We need the gas for his oxygen and sleep apnea machine. Without the sleep apnea machine his heart could stop. This is my job now, I've been coming here for a week. I waited 10 hours the other day but I can't complain because some people have it far worse. The generator keeps his machines running, the refrigerator and a small space heater that we only have turned on for a couple of hours. We've been barbecuing everyday so the food won't spoil. But right now, it's more important for my father to breathe than to eat.

And of course, there is no shortage of unsavory entrepreneurs looking to cash in on others' suffering. People are waiting on line to buy gas and sell it for twice the price, and yesterday we reported that someone on Craigslist is offering gas for sex.
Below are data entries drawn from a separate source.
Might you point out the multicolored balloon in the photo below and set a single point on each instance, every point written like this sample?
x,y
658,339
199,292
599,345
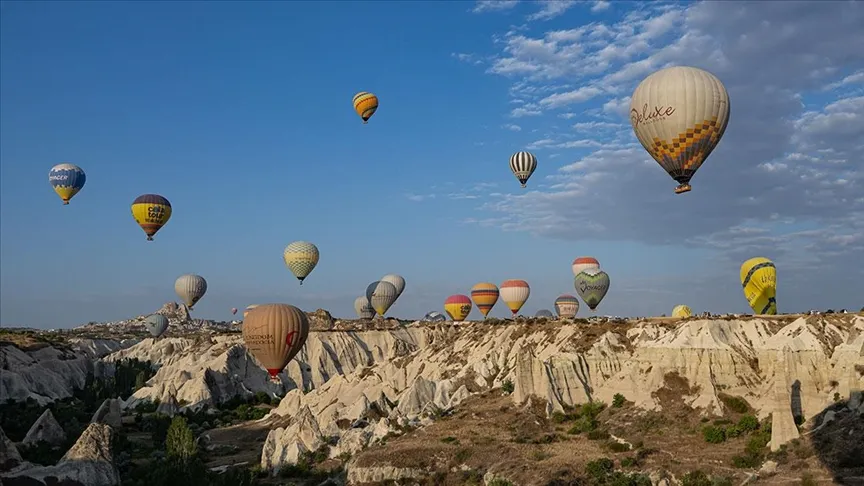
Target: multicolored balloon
x,y
363,308
681,311
515,293
381,295
457,307
679,115
584,263
567,306
485,295
759,279
190,288
365,104
301,257
156,324
592,285
67,180
397,280
151,212
274,334
248,309
523,164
The situation is so desperate that EMPTY gas cans are being sold for hundreds of dollars.

This sort of thing is illegal under New York State's price gouging laws, and yesterday state Attorney General Eric Schneiderman announced an investigation into post-Hurricane Sandy price gouging. Sources tell the Post that the A.G. issued a subpoena to Craigslist, demanding information on sellers who are jacking up prices on gas, gas cans, generators, and other supplies. The state's gouging law is intended to protect New Yorkers from rapacious parasites selling goods or services for an "unconscionably excessive price" during an "abnormal disruption of the market." People like this guy, who's selling an empty five gallon gas can for $500.